## Bioinformatics

This notebook features a small example of how to obtain sequence data, how to process it and how to potentially interpret it.

The most frequent language used to process data is Python and especially the library [Biopython](https://biopython.org/) is really popular!

### Standards

Sequencing data comes in a variets of standards due to increasing device capabilities which allowed inclusion of metadata or different needs.

<br>
<br>

![standards.png](attachment:standards.png)

<br><br>

In my experience the most relevant are:

- FASTA
- FASTQ
- GenBank
- (SAM/BAM)


We will only use FASTA or GENBANK data

##### FASTA

FASTA is a simple text-based format that always has an identifier line containing random information about the sequence (indicated with a >) and a second line containing the nucleotide or protein sequence.
They look like this:

>\>SARSCOV2 - 19 FEB 2019 - Random information blabla
ACTGTATACTGTCAGTCGTATATCGTACGTCAGTGTCAGTCGTACGTAGTCGTACGTACGTAGCTGTAC
ATCTGACGTACGTAGTCTAGCTACGTATCGGTACGTACGTACGTATGCTACGTACTGTAGCTGACTGAC
ATTATCTACTCTACGTATCATCGACGAGCGCGCGCGCCCTACTATCGTACGTGCTGTCGTACGTACGTA

Typically file endings include .fasta .fna .fa, but it's essentially just a text file.


##### FASTQ

FASTQ is an extension to the classic FASTA format which contains a Q for Quality assesment of the sequence read. This means that each nucleotide has a quality score assigned, meaning the "certainty" of the machine that processed and read it which is nice information to have when comparing or analyzing large amounts of sequences.
It looks like this:

>\@Sequence_information <br>
GATTTGGGGTTCAAAGCAGTATCGATCAAATAGTAAATCCATTTGTTCAACTCACAGTTT <br>
\+ <br>
!''*((((\*\*\*+))%%%++)(%%%%).1\*\*\*-+*''))\*\*55CCF>>>>>>CCCCCCC65 <br>

##### GENBANK

The GenBank standard contains lots of information and annotations about the data contained, making it a rather large format. The example shown in the medium post from the NCBI page displays the GenBank standard per default. It looks like this:

https://www.ncbi.nlm.nih.gov/nuccore/1798174254


## Sequence alignment

To effectively compare similar sequences, we need to align them. This means that we arrange the sequences in such a way that they have the best overlap or the most matching nucleotides. Sequence alignments and algorithms are a topic for themselves [(enjoy reading)](https://en.wikipedia.org/wiki/Sequence_alignment) as depending on how you calculate distances or similarities there are MANY different outcomes.

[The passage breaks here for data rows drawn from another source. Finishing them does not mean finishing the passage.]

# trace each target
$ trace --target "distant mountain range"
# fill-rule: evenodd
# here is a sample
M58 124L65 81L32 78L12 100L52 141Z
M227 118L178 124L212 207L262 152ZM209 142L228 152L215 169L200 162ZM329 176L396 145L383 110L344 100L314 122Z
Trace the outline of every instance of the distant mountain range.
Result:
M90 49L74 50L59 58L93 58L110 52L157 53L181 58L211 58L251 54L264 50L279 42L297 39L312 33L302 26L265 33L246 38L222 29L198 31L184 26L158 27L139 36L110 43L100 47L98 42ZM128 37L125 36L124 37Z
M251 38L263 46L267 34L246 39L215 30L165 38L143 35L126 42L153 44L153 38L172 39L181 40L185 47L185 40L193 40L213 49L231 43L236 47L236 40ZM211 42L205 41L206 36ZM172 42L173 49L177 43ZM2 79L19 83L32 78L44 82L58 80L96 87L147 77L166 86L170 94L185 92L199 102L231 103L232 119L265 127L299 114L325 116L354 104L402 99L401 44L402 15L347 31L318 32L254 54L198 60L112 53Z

We will use a standard configuration provided in a tool called MUSCLE which tends to yield very good results for short sequence alignments.

Enough theory, let's dive in!

To start we download the FASTA representation of the NCBI page

Visit:

https://www.ncbi.nlm.nih.gov/nuccore/1798174254

Click on "Send To" indicated in red, select file and choose FASTA and Create File!

![Screenshot%20from%202023-09-25%2019-22-57.png](attachment:Screenshot%20from%202023-09-25%2019-22-57.png)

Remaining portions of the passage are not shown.